Eyewitness Reports in History Watergate Scandal Part 4

An eyewitness account of the Watergate Scandal an important event in United States history involving Richard Nixon.

Watergate

Eyewitness Report: In his book A Piece of Tape (published by Washington Media Services, Rockville, Md., 1974), James McCord, Jr., gives this account of his arrest:

"Once inside DNC, the men split up. Gonzalez worked on a glass door of the suite of Larry O'Brien, head of DNC. Barker and I went inside a file room just inside the rear door, where I picked forms off a desk, one dealing with college press credentials and another with a travel schedule. These were for Barker for his document collection.... We had hardly gone into the O'Brien reception room when Sturgis quickly came in, and we saw a light go on behind him. He told us the obvious--someone had come in the back door, and that 'someone' was law enforcement personnel. We immediately heard them searching rooms at the other end of the wing, shouting, 'Come out, police.'

"The room we were in was completely enclosed. Moments earlier, or later, we would have been able to exit out the windows onto a parapet. There was no alternative but to crouch and wait, hoping not to be seen. We crouched beneath a wooden screen around a secretary's desk which came up to about head level. Had the police search not been as thorough as it was, we might have escaped detection. Had they only opened the glass door into the reception room, and had seen no one, then moved on, we would not have been found. But they were too well trained. They searched every cubicle. One of the police officers came up to our cubicle, saw an arm, and ordered us to come out. After a momentary pause we stood up, arms, in the air. Barker was the last to rise--he had turned on the radio and whispered into it that we were caught.

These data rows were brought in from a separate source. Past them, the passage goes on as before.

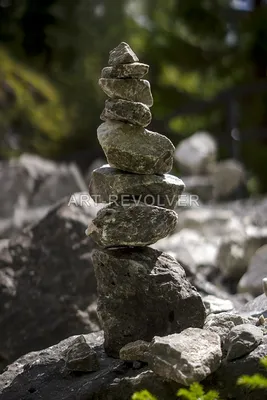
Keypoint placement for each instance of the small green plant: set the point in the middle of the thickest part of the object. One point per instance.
(255, 381)
(195, 392)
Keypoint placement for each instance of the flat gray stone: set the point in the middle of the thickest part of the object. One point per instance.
(108, 184)
(131, 225)
(128, 89)
(242, 339)
(81, 357)
(222, 324)
(187, 357)
(122, 54)
(135, 149)
(134, 70)
(128, 111)
(142, 293)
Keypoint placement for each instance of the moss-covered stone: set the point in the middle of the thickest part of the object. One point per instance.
(128, 89)
(159, 190)
(128, 111)
(131, 224)
(134, 70)
(135, 149)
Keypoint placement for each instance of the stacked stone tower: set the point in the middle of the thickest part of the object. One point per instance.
(141, 291)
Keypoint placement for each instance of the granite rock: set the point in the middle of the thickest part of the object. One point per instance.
(143, 293)
(242, 339)
(128, 111)
(108, 184)
(135, 351)
(122, 54)
(187, 357)
(121, 71)
(135, 149)
(81, 357)
(251, 281)
(131, 224)
(128, 89)
(222, 324)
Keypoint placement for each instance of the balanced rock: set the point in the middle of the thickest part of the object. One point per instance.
(122, 54)
(110, 184)
(142, 293)
(187, 357)
(222, 324)
(135, 149)
(128, 111)
(135, 351)
(121, 71)
(128, 89)
(131, 224)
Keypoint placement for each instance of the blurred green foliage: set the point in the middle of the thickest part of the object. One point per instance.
(203, 56)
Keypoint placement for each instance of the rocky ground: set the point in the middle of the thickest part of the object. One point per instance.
(48, 294)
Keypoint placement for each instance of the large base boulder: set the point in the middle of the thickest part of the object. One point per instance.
(143, 293)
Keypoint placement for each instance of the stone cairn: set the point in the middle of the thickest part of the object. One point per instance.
(142, 292)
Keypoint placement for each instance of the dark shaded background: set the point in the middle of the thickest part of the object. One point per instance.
(208, 63)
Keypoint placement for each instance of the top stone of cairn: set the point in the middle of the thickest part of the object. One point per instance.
(122, 54)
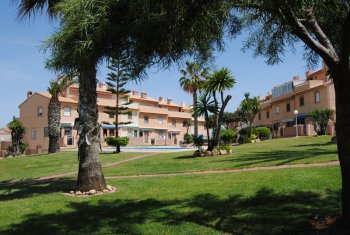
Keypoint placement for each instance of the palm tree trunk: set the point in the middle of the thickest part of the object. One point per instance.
(54, 119)
(90, 174)
(195, 121)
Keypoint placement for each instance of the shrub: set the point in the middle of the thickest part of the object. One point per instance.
(198, 141)
(115, 141)
(188, 138)
(263, 132)
(228, 136)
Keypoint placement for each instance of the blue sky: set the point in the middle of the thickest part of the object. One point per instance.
(22, 66)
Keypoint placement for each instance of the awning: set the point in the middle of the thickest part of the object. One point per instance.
(66, 124)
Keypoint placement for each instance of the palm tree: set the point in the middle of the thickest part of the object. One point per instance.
(220, 81)
(54, 110)
(190, 82)
(249, 108)
(17, 131)
(204, 107)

"The team was calm and Sturgis assured the police they had nothing to fear from us, that we were not going to cause them any difficulty. The police were sharp, and they were also edgy. They had expected youths who had broken in to commit a theft of money or something salable. They found five men in their forties and fifties, well dressed, giving them no hassle verbally, with no weapons, offering no resistance. They circled us trying to figure us out. We didn't fit the pattern and they said so.... Shortly, we were taken out of the building and into the familiar paddy wagons to the nearest police precinct. There we signed in with false names. The police tried to question us, after going through the usual procedure of advising us of our rights. Sturgis pretended to be a lawyer in the group and to speak for the rest. All the others remained silent. The police offered us the opportunity to call an attorney. No one did. That, too, was confusing, but by this time, around 3:00 A.M., Sergeant Leeper, who had headed the police team, had figured out that he had a political espionage team."